The terrace: sandstone roundel.
The almost rustic slab work shows off the beauty of the sandstone and contributes to the sense of intimacy of the terrace.
The terrace: architectural planting.
Shapely, colourful plants make a dramatic foil to the sandstone, flint and brick.
The garage: a softer feel.
The large bulk of the enormous garage block needed softening, so we designed trellis to sit at the sides, dropping away in graceful curves. We planted vigorous climbers, such as Wisteria, Akebia, and Solanum jasminoides, that would grow quickly on the south-facing surface. They now bask in the sunshine, minimising the visual impact of the huge expanse of roof.
The north apron: before.
Exceptionally poor, dry soil under mature conifers made this area very difficult. No plant species could tolerate this environment. However, it is overlooked by the house’s main guest suites so it is an important view. We proposed a novel solution.

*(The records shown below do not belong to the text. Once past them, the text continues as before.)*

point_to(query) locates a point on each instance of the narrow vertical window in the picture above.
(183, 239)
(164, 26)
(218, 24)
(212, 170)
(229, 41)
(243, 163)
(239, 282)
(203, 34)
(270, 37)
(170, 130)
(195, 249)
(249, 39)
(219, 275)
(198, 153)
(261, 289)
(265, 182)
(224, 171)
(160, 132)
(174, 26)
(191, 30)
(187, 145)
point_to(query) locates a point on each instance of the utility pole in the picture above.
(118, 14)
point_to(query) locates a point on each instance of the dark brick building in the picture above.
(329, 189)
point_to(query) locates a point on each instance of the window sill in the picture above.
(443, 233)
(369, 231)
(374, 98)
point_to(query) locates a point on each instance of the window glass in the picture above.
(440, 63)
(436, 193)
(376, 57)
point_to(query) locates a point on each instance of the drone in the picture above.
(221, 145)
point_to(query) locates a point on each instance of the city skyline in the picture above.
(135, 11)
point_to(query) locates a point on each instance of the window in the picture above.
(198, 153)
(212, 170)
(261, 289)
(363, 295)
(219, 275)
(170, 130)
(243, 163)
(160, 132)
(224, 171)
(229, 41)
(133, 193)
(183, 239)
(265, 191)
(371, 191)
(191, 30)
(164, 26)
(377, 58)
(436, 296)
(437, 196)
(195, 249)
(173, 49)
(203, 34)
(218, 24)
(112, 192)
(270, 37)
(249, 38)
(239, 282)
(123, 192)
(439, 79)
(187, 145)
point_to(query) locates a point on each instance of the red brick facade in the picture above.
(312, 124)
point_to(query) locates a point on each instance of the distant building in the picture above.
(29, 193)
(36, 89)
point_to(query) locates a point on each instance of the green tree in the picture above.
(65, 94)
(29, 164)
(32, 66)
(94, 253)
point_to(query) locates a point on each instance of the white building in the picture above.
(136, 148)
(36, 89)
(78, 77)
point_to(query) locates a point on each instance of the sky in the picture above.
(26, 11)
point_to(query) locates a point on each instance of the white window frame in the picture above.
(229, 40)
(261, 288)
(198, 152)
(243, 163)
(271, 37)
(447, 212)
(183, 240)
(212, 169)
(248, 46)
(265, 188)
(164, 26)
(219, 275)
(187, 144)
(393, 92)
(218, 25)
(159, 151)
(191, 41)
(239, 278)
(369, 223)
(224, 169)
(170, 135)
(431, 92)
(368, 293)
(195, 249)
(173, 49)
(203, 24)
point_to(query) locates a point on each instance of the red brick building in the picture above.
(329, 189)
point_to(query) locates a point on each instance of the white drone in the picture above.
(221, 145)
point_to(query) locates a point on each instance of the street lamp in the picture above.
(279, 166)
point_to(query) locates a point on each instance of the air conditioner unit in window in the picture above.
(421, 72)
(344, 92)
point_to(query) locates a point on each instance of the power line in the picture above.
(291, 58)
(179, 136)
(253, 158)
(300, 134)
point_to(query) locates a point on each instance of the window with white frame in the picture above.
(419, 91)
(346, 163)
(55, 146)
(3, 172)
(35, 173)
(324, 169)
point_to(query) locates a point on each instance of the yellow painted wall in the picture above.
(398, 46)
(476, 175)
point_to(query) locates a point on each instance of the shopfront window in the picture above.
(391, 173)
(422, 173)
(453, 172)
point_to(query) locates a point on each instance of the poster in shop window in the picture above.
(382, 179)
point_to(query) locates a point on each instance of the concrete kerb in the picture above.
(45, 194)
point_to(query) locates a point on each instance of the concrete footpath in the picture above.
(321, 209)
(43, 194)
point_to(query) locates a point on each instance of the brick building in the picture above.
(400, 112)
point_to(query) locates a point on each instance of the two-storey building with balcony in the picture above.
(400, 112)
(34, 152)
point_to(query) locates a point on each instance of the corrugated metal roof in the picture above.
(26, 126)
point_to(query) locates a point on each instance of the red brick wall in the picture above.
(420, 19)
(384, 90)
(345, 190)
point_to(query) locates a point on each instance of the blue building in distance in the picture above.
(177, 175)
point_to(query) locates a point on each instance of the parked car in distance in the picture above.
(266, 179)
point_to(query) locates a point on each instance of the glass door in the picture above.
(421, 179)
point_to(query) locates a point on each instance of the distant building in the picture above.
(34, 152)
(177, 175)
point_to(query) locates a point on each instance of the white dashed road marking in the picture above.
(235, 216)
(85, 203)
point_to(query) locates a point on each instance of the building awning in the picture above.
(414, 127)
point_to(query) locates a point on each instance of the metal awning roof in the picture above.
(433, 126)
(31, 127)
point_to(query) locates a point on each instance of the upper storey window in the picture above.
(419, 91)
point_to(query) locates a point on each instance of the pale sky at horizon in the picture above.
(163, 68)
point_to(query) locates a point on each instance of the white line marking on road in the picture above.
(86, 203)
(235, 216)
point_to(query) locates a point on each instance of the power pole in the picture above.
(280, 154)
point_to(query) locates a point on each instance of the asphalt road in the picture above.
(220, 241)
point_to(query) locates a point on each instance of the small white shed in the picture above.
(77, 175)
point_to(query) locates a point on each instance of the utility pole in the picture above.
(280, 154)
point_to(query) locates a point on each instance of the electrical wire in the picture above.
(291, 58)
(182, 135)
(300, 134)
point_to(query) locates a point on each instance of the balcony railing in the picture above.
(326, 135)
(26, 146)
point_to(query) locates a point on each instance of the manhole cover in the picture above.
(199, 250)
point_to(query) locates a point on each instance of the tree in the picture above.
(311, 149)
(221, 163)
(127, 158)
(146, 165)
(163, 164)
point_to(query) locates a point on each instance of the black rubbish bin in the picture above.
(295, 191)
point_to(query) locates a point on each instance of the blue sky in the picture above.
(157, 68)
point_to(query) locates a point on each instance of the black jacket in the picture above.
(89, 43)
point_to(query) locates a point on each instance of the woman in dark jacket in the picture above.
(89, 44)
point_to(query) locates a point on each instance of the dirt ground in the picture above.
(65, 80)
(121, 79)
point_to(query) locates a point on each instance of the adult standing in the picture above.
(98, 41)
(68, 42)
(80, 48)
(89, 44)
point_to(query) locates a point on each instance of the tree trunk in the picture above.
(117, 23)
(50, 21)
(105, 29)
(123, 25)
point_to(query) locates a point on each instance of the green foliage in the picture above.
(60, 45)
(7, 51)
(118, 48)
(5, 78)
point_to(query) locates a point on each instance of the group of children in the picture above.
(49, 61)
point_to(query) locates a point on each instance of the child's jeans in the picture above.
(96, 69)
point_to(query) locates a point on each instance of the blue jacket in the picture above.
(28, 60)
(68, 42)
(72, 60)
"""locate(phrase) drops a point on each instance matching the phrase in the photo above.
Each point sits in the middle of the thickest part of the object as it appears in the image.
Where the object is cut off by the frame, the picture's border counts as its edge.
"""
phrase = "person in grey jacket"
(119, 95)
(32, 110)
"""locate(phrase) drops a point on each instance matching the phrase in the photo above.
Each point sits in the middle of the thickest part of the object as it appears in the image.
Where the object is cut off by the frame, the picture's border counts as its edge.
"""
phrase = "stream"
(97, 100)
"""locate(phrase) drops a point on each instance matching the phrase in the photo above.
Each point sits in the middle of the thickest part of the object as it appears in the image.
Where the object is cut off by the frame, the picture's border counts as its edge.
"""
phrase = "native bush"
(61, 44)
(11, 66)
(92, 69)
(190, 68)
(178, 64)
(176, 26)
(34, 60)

The north apron: just planted.
We built a raised trellis, covering the entire area and lying at just the right angle to present the plants to daylight and to maximise their appeal to the eye. Underneath the structure, we laid a membrane completely to exclude weeds on the sloping ground beneath. We planted vigorous evergreen climbers, capable of generously filling the space, in combination with scented and abundant roses in deep pockets of improved soil right at the base of the wall. Along the edge of the plot we laid a simple, low-cost irrigation system, designed to deliver water exactly where the plants needed it, to aid their establishment, whilst minimising waste. This was operated by the gardener, so that, say, while he mowed the lawns, the young plants were watered thoroughly. Now they are established, this regime is no longer necessary.